NetFoundry LLM Gateway overview
NetFoundry LLM Gateway is an OpenAI-compatible API proxy that routes requests across multiple LLM providers using zero-trust networking. The project is open source and can be found at: github.com/openziti/llm-gateway.
What it does
It handles provider routing, format translation, and zero-trust networking so clients interact with a single OpenAI-compatible endpoint regardless of which model or provider handles the request.
- Multi-provider routing: Routes requests to OpenAI, Anthropic, and any OpenAI-compatible backend (Ollama, vLLM, llama-server, SGLang, etc.) by prefix-matching on the model name.
- Zero-trust networking: Uses zrok over OpenZiti overlay networks to connect to backends across NAT and air-gapped environments — no firewall configuration needed.
- Semantic routing: A three-layer cascade (keyword heuristics → embedding similarity → LLM classifier) automatically selects the right model when the client omits a model name.
- Load balancing: Weighted round-robin across multiple inference servers with health checks and passive failover.

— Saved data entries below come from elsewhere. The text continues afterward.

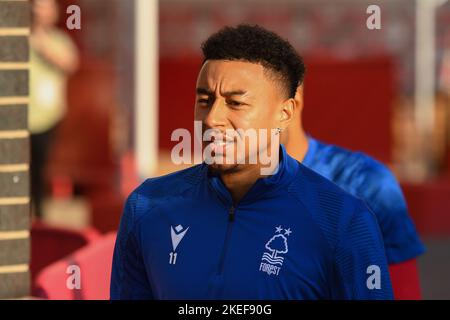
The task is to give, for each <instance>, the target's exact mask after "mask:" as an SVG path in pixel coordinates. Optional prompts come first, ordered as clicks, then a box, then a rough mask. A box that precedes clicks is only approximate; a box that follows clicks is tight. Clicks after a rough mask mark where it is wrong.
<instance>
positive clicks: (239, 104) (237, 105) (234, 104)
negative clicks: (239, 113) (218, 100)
mask: <svg viewBox="0 0 450 320" xmlns="http://www.w3.org/2000/svg"><path fill="white" fill-rule="evenodd" d="M227 104H228V105H230V106H233V107H239V106H242V105H243V103H241V102H239V101H235V100H231V101H227Z"/></svg>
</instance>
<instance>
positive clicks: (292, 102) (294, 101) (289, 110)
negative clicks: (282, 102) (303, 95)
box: [279, 98, 296, 130]
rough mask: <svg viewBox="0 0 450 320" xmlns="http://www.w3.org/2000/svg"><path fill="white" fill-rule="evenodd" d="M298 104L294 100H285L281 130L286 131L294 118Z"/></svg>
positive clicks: (290, 98) (290, 99)
mask: <svg viewBox="0 0 450 320" xmlns="http://www.w3.org/2000/svg"><path fill="white" fill-rule="evenodd" d="M295 108H296V102H295V99H294V98H289V99H287V100H285V101H284V102H283V104H282V106H281V116H280V125H279V128H280V129H282V130H284V129H286V128H287V127H288V126H289V123H290V122H291V121H292V119H293V118H294V113H295Z"/></svg>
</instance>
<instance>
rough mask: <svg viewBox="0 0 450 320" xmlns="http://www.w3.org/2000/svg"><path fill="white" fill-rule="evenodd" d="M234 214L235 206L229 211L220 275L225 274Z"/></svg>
mask: <svg viewBox="0 0 450 320" xmlns="http://www.w3.org/2000/svg"><path fill="white" fill-rule="evenodd" d="M234 215H235V208H234V206H232V207H231V208H230V210H229V211H228V225H227V233H226V235H225V242H224V245H223V249H222V253H221V255H220V260H219V270H218V275H221V274H223V268H224V264H225V257H226V255H227V251H228V242H229V240H230V236H231V229H232V228H233V222H234Z"/></svg>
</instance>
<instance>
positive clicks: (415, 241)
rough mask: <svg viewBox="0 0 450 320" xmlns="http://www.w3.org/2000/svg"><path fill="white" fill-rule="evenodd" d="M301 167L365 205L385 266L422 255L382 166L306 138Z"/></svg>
mask: <svg viewBox="0 0 450 320" xmlns="http://www.w3.org/2000/svg"><path fill="white" fill-rule="evenodd" d="M302 164H303V165H305V166H307V167H308V168H310V169H312V170H314V171H315V172H317V173H319V174H321V175H322V176H324V177H326V178H327V179H329V180H331V181H333V182H334V183H336V184H337V185H338V186H339V187H341V188H342V189H344V190H345V191H347V192H348V193H350V194H352V195H354V196H356V197H359V198H361V199H363V200H364V201H365V202H366V204H367V206H368V207H369V208H370V209H371V210H372V212H373V213H374V214H375V215H376V217H377V220H378V223H379V225H380V229H381V233H382V235H383V241H384V246H385V249H386V257H387V259H388V263H389V264H395V263H400V262H404V261H406V260H409V259H413V258H416V257H417V256H419V255H421V254H422V253H424V252H425V247H424V246H423V244H422V242H421V241H420V238H419V236H418V235H417V232H416V228H415V226H414V223H413V222H412V220H411V218H410V217H409V215H408V209H407V206H406V201H405V198H404V197H403V193H402V190H401V189H400V186H399V184H398V182H397V180H396V179H395V177H394V175H393V174H392V173H391V171H390V170H389V169H388V168H386V167H385V166H384V165H383V164H382V163H380V162H378V161H376V160H375V159H373V158H371V157H369V156H368V155H366V154H364V153H362V152H352V151H349V150H346V149H344V148H341V147H338V146H335V145H330V144H325V143H322V142H320V141H318V140H316V139H314V138H312V137H308V151H307V153H306V155H305V158H304V159H303V162H302Z"/></svg>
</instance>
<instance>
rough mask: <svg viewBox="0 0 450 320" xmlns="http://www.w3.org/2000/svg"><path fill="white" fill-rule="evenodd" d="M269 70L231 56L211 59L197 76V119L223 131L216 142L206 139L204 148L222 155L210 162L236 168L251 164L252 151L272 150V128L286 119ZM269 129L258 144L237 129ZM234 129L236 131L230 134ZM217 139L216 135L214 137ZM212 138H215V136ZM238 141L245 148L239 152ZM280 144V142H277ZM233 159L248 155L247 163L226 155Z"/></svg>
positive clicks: (215, 166)
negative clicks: (221, 137)
mask: <svg viewBox="0 0 450 320" xmlns="http://www.w3.org/2000/svg"><path fill="white" fill-rule="evenodd" d="M270 72H271V71H267V70H265V68H264V67H263V66H262V65H260V64H256V63H251V62H243V61H228V60H208V61H206V62H205V64H204V65H203V67H202V69H201V70H200V73H199V75H198V79H197V88H196V92H197V94H196V104H195V120H197V121H201V122H202V129H203V132H205V131H206V130H208V129H212V130H214V131H216V132H219V133H220V134H222V135H223V138H222V139H215V140H214V141H215V142H210V141H206V142H205V141H204V142H203V149H205V148H207V147H208V148H210V150H212V151H213V152H212V153H213V154H214V157H215V158H216V159H218V158H219V157H222V159H223V161H222V164H217V163H214V164H212V165H211V166H212V167H213V168H214V169H216V170H218V171H221V172H224V171H230V170H231V171H235V170H238V169H239V168H243V167H244V166H246V165H248V163H249V161H248V159H249V157H250V155H254V153H255V152H256V153H258V152H261V150H264V151H265V150H266V149H268V150H269V153H270V147H268V146H269V145H270V141H271V140H270V133H271V129H276V128H277V127H279V126H280V121H281V120H282V119H283V102H285V99H284V98H285V97H283V93H282V90H281V89H280V87H279V85H278V83H277V81H276V80H274V79H272V77H270ZM238 129H241V130H243V131H246V130H248V129H255V130H257V131H256V132H257V133H258V135H259V132H264V130H263V131H260V129H266V131H265V133H267V134H265V135H266V137H267V142H266V143H265V144H264V143H263V146H260V145H259V144H260V139H258V148H257V150H255V148H253V147H250V146H249V141H248V139H245V137H244V136H243V135H242V134H241V133H239V131H236V130H238ZM230 133H233V134H230ZM213 139H214V138H213ZM213 139H212V140H213ZM238 143H239V145H240V146H245V151H243V152H239V153H238ZM277 148H278V146H277ZM230 154H232V155H234V159H236V160H237V159H239V158H240V159H242V158H245V161H244V163H245V164H237V163H233V164H229V163H226V160H225V159H226V156H227V155H230Z"/></svg>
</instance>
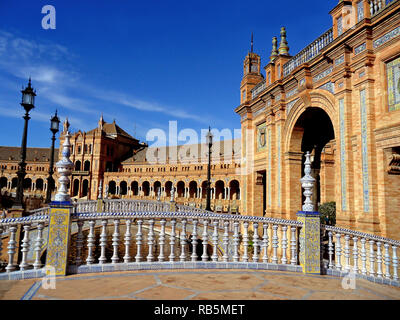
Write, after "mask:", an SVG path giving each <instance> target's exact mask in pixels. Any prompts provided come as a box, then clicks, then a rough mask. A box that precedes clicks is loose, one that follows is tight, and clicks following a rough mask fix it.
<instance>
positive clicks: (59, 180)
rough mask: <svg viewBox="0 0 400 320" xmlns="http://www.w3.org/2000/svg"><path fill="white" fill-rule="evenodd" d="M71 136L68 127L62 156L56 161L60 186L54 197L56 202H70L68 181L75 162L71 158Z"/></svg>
mask: <svg viewBox="0 0 400 320" xmlns="http://www.w3.org/2000/svg"><path fill="white" fill-rule="evenodd" d="M70 137H71V135H70V133H69V131H68V128H67V131H66V133H65V136H64V143H63V150H62V158H61V160H60V161H58V162H57V163H56V168H57V172H58V175H59V178H58V184H59V187H58V189H57V193H56V195H55V197H54V200H55V202H70V201H71V198H70V196H69V192H68V182H69V177H70V176H71V174H72V169H73V167H74V164H73V163H72V161H71V160H70V159H69V156H70V155H71V150H70V147H71V143H70V141H69V138H70Z"/></svg>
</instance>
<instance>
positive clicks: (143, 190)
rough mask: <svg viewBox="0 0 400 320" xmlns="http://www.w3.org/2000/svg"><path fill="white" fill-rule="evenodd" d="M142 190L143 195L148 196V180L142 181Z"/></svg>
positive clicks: (149, 189) (148, 183) (148, 191)
mask: <svg viewBox="0 0 400 320" xmlns="http://www.w3.org/2000/svg"><path fill="white" fill-rule="evenodd" d="M142 191H143V195H144V196H145V197H148V196H149V194H150V182H148V181H144V182H143V183H142Z"/></svg>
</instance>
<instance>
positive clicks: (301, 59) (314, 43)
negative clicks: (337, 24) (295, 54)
mask: <svg viewBox="0 0 400 320" xmlns="http://www.w3.org/2000/svg"><path fill="white" fill-rule="evenodd" d="M332 41H333V30H332V28H331V29H329V30H328V31H327V32H325V33H324V34H323V35H321V36H320V37H319V38H318V39H317V40H315V41H313V42H312V43H311V44H310V45H308V46H307V47H306V48H304V49H303V50H302V51H300V52H299V53H298V54H296V55H295V56H294V57H293V58H291V59H290V60H289V61H288V62H286V63H285V64H284V65H283V76H284V77H286V76H287V75H289V74H290V73H291V72H292V71H293V70H294V69H296V68H297V67H298V66H300V65H302V64H303V63H306V62H308V61H310V60H312V59H313V58H315V57H316V56H317V55H318V54H319V53H320V52H321V51H322V50H323V49H324V48H325V47H326V46H327V45H328V44H330V43H331V42H332Z"/></svg>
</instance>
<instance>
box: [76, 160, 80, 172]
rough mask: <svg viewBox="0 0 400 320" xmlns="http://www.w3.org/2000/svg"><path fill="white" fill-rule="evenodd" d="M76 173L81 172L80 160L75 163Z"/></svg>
mask: <svg viewBox="0 0 400 320" xmlns="http://www.w3.org/2000/svg"><path fill="white" fill-rule="evenodd" d="M75 171H81V162H80V161H79V160H78V161H76V162H75Z"/></svg>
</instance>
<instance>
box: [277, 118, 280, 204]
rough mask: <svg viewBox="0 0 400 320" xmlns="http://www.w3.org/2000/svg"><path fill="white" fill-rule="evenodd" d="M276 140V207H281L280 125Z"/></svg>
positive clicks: (277, 128)
mask: <svg viewBox="0 0 400 320" xmlns="http://www.w3.org/2000/svg"><path fill="white" fill-rule="evenodd" d="M276 135H277V137H276V140H277V152H278V172H277V175H278V177H277V180H278V207H280V206H281V125H280V124H278V125H277V126H276Z"/></svg>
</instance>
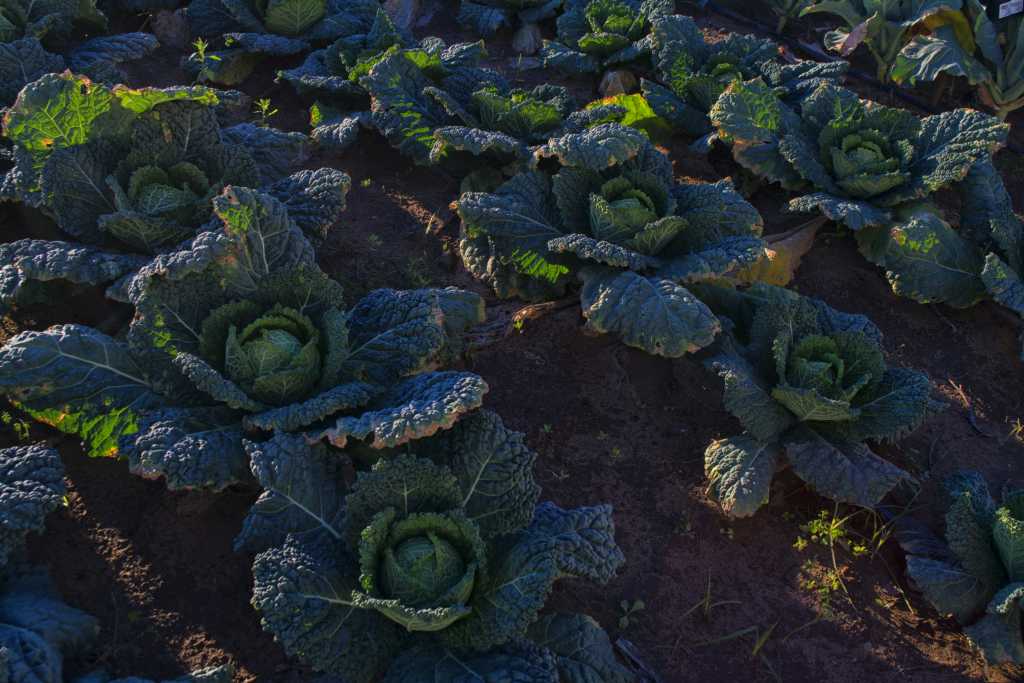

- Single binary: One Go binary, one YAML config file — no database, message queue, or sidecar.
API endpoints
The gateway exposes standard OpenAI-compatible endpoints:
| Endpoint | Description |
|---|---|
POST /v1/chat/completions | Chat completions (streaming and non-streaming) |
GET /v1/models | List available models from all providers |
GET /health | Health check |
GET /metrics | Prometheus metrics (when enabled) |
Streaming works via Server-Sent Events across all providers. Anthropic requests are automatically translated to and from OpenAI format, so existing tools that speak OpenAI work without changes.
Observability
Prometheus metrics track request volume, latency, token usage, routing decisions, and endpoint health. Per-request body logging is available for debugging routing behavior.